Earlier this year, China became the first country to land a spacecraft on the far side of the moon. In addition, Israeli scientists are set to launch the first private spacecraft to the moon Friday, which will be powered by a SpaceX rocket.
China and India both plan to send additional unmanned spacecraft to the moon by the end of the year, a feat NASA is hoping to match, according to Aoudia.
Meredith said that countries like China, India and Russia are throwing tremendous amounts of money at this race. “A space race is healthy because it commits resources and that’s what we need. And at the same time, while there is a space race among nations, there is also a lot of opportunities for private companies,” she said.
In November, NASA selected nine U.S. companies to bid on NASA delivery services to the lunar surface through Commercial Lunar Payload Services contracts worth $2.6 billion over the next 10 years. Sarah Noble, a program scientist at the NASA Planetary Sciences Division, said the new partnerships greatly reduce risk and costs for the agency’s mission to return to the moon.

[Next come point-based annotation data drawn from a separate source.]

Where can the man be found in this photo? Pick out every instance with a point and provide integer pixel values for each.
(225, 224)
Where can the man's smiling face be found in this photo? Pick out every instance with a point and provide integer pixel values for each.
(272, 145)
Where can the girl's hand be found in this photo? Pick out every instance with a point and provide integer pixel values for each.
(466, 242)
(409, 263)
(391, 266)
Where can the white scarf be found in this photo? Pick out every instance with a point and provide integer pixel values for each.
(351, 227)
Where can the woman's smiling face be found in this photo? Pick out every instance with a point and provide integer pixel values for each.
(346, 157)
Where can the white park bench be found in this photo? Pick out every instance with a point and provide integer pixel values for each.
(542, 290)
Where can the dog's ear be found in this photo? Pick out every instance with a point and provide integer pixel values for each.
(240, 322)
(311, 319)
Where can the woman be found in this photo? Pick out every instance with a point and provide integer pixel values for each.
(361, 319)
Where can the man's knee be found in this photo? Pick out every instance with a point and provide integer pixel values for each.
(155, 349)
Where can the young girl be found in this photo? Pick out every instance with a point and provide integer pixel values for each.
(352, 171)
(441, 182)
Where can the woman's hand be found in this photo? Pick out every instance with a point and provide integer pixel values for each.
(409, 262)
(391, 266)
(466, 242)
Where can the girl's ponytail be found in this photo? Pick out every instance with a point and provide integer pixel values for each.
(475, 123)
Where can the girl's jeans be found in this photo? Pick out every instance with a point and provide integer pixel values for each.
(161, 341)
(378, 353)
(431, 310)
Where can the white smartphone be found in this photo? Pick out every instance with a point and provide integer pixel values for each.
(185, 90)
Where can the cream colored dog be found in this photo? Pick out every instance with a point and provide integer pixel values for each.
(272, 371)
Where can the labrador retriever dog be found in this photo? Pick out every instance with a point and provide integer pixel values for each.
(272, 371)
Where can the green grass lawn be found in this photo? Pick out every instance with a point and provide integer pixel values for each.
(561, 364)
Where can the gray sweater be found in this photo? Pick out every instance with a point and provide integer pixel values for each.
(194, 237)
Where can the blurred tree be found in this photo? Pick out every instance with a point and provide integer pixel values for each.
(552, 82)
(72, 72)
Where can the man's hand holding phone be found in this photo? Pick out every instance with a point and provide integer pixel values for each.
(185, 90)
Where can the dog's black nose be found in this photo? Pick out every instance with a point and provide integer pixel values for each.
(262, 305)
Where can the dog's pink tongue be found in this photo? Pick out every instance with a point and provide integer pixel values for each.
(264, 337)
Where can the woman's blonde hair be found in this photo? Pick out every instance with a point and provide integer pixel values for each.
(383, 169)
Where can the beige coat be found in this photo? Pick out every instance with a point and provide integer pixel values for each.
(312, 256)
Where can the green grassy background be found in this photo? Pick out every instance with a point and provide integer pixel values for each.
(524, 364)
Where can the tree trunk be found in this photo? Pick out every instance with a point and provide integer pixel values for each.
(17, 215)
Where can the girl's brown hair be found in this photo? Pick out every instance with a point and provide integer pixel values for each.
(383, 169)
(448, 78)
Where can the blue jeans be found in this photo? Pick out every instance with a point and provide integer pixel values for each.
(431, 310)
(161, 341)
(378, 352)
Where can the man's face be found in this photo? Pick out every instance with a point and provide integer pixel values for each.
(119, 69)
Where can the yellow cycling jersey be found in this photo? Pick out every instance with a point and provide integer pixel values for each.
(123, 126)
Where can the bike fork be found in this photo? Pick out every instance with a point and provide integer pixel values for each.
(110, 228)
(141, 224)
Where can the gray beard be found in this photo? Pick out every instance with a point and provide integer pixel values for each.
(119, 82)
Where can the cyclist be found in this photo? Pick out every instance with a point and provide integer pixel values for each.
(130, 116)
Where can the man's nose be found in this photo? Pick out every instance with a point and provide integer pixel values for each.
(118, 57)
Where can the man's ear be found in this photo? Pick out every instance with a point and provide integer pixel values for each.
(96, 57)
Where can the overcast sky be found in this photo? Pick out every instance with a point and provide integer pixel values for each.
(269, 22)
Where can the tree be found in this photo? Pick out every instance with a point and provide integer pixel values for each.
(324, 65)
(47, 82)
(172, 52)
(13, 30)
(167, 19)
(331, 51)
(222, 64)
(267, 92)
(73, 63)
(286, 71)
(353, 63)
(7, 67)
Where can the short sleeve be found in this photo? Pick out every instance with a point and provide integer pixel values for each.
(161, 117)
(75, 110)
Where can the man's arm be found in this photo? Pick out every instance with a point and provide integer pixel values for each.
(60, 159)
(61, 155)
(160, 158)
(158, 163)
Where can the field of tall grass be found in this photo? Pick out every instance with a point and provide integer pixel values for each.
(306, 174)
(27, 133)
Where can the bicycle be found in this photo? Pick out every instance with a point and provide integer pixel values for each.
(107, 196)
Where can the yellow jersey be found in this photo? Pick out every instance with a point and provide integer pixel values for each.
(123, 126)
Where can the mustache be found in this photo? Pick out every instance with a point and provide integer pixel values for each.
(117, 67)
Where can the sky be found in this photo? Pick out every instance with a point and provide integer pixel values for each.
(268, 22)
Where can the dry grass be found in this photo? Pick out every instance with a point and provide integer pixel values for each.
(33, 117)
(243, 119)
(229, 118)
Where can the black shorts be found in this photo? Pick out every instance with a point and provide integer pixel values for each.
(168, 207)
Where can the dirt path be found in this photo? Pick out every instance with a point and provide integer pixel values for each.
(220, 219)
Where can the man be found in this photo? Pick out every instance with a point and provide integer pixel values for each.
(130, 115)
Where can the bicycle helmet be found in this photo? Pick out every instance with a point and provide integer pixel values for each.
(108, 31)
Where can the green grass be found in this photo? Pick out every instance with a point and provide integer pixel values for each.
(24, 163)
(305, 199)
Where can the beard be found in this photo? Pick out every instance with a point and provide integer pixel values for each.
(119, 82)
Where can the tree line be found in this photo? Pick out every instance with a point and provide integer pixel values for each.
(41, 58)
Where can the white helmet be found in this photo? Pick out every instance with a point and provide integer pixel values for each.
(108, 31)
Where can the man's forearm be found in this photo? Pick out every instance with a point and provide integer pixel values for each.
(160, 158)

NASA bidder Moon Express, which plans to mine the moon’s resources with its lunar spacecraft, wants to find out where the moon’s resources are for extraction, something that cannot happen without efficient, cheap lunar transportation, said Ben Roberts, vice president of government affairs at the company.
Astrobotic Technology, Inc. develops space robotics technology for lunar and planetary missions. Hendrickson, vice president of business development of the company, said cost-efficient transportation to-and-from the moon is key to NASA’s mission.